Iran's judiciary launched a legal case against the pro-reform cleric after he said some people held in protests following a disputed election in June were abused and raped, but Karoubi said in a newspaper interview he had done nothing wrong.
Asked in Monday's edition of French paper Le Monde whether national reconciliation was still imaginable, he said: "The option is good and reasonable, and wise people on both sides are not against it."
But he said a lot of groundwork needed to be done before such a rapprochement would be possible.
"At the moment, the conditions are not there: certain people don't want to yield at all, and hold on to everything...We have to work on restoring confidence between the people and authorities. Some fundamentalists, the more moderate ones, share this view but unfortunately they don't have a lot of power."
Monday, Iranian police in Tehran again clashed with opposition demonstrators seeking to renew their challenge to the government.

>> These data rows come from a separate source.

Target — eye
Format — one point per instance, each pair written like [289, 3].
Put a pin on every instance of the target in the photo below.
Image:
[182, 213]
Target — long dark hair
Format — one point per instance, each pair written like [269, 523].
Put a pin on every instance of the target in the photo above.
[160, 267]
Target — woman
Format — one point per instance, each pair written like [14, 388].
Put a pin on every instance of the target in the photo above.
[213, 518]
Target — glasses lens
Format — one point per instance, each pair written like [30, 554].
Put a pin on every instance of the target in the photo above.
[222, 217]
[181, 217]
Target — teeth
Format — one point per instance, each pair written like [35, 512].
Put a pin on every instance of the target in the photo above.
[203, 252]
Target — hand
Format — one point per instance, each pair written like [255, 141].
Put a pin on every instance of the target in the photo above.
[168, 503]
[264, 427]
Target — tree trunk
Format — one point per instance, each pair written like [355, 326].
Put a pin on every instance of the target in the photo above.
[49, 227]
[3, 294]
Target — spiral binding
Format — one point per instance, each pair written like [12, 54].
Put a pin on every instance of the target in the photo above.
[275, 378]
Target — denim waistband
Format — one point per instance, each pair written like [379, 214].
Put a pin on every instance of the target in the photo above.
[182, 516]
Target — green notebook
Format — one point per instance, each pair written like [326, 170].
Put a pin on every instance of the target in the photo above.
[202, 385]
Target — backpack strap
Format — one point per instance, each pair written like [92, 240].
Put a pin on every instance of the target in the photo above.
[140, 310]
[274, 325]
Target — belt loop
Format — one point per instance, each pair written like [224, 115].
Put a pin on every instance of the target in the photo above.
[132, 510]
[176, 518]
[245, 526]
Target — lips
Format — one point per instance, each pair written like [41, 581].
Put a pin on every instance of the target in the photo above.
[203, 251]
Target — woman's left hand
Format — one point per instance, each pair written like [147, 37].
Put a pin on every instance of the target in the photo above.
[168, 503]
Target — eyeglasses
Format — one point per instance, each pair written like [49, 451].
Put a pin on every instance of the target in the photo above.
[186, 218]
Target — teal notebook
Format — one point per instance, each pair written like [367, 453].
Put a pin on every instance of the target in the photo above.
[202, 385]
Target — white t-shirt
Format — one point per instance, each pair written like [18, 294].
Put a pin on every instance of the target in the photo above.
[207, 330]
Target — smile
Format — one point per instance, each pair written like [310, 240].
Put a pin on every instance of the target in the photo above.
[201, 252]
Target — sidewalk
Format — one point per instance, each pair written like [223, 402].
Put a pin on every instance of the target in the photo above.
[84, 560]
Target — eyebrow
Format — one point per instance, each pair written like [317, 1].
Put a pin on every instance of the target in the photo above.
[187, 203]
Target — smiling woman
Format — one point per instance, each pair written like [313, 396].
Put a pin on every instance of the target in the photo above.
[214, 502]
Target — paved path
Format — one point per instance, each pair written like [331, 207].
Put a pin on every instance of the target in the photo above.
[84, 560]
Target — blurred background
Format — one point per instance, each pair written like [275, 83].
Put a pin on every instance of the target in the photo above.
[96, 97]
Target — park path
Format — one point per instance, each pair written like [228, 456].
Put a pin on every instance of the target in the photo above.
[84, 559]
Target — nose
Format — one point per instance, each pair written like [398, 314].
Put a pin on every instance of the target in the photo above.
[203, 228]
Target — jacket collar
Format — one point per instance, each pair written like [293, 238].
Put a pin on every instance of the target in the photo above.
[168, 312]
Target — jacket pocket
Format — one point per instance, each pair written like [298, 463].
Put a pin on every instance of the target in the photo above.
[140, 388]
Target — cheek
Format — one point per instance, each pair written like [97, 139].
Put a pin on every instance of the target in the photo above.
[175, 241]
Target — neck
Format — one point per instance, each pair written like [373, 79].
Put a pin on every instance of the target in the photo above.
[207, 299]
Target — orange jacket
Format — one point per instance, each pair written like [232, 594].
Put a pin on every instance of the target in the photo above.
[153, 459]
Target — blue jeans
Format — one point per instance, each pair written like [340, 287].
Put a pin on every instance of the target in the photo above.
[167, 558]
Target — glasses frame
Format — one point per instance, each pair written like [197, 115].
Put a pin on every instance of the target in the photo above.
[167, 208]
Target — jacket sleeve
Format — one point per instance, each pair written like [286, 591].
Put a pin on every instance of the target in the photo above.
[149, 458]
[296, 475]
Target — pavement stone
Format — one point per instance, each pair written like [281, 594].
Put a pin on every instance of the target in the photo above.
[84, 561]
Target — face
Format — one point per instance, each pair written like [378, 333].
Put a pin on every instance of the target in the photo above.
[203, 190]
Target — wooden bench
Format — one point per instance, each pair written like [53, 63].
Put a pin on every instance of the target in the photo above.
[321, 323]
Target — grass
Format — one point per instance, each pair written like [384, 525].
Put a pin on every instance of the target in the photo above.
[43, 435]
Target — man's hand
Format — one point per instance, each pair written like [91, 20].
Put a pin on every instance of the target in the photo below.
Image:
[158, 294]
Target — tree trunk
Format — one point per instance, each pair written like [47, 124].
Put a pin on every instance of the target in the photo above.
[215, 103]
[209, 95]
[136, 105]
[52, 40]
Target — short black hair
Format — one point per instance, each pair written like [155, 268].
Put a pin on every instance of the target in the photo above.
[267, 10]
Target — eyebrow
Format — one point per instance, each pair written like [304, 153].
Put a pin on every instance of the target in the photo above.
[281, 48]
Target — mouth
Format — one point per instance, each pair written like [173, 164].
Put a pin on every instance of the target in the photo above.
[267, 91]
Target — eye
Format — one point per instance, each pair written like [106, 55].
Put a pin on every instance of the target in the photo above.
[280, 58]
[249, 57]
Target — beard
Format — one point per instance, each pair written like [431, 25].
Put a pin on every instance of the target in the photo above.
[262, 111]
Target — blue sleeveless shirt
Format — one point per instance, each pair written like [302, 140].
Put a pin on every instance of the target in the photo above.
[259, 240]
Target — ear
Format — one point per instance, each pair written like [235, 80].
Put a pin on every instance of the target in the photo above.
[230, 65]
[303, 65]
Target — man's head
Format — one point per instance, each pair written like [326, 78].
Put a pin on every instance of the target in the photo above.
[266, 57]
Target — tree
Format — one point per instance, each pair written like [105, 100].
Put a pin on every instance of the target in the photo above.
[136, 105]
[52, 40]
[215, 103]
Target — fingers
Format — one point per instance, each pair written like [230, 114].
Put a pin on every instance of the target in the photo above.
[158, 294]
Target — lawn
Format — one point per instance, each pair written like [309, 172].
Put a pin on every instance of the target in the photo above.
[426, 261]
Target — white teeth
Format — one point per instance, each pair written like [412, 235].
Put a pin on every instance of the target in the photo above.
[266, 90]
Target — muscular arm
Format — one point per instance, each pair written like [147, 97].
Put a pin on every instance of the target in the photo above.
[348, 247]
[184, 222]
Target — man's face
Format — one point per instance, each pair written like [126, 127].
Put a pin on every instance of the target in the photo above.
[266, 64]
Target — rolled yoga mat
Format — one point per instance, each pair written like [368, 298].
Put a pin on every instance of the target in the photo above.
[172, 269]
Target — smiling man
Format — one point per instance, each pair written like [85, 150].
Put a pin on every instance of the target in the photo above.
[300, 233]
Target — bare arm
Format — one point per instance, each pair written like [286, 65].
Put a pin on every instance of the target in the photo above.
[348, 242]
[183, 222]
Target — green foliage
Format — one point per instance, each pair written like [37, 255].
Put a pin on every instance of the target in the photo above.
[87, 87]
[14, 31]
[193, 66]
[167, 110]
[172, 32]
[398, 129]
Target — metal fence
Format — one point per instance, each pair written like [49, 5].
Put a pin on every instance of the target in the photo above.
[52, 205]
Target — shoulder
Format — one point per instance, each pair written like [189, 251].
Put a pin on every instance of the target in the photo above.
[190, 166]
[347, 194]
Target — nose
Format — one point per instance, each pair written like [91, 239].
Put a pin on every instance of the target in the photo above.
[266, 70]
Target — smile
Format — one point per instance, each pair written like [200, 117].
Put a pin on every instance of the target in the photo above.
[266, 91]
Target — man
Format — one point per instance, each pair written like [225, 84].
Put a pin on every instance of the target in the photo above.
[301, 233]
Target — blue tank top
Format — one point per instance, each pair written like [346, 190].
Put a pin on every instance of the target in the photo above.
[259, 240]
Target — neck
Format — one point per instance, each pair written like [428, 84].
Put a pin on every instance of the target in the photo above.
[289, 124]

Karoubi, who came fourth in the June poll, has said the ballot was rigged to secure President Mahmoud Ahmadinejad's re-election. Officials reject the charge.
Some of Karoubi's allies and advisers have been arrested, but he said he did not fear being investigated for his statements about the alleged prison abuse.
"Fortunately, I know from people who have been freed that after my protest letters the situation improved," he said, adding he had not heard of more sexual abuse.
He said he had handed the judiciary evidence to open an investigation into the abuse claims.
"The problem is that the hardliners have repeatedly tried to create a climate of hate to harm me, but their efforts are purely political, there is nothing legal in there," he said.
Karoubi said the protests did not only involve students but had spread to all those who felt that "two basic principles of the regime, the Republic and Islam, have been turned on their head."
The protests now reached through many layers of society from officials and clerics to shopkeepers, he said.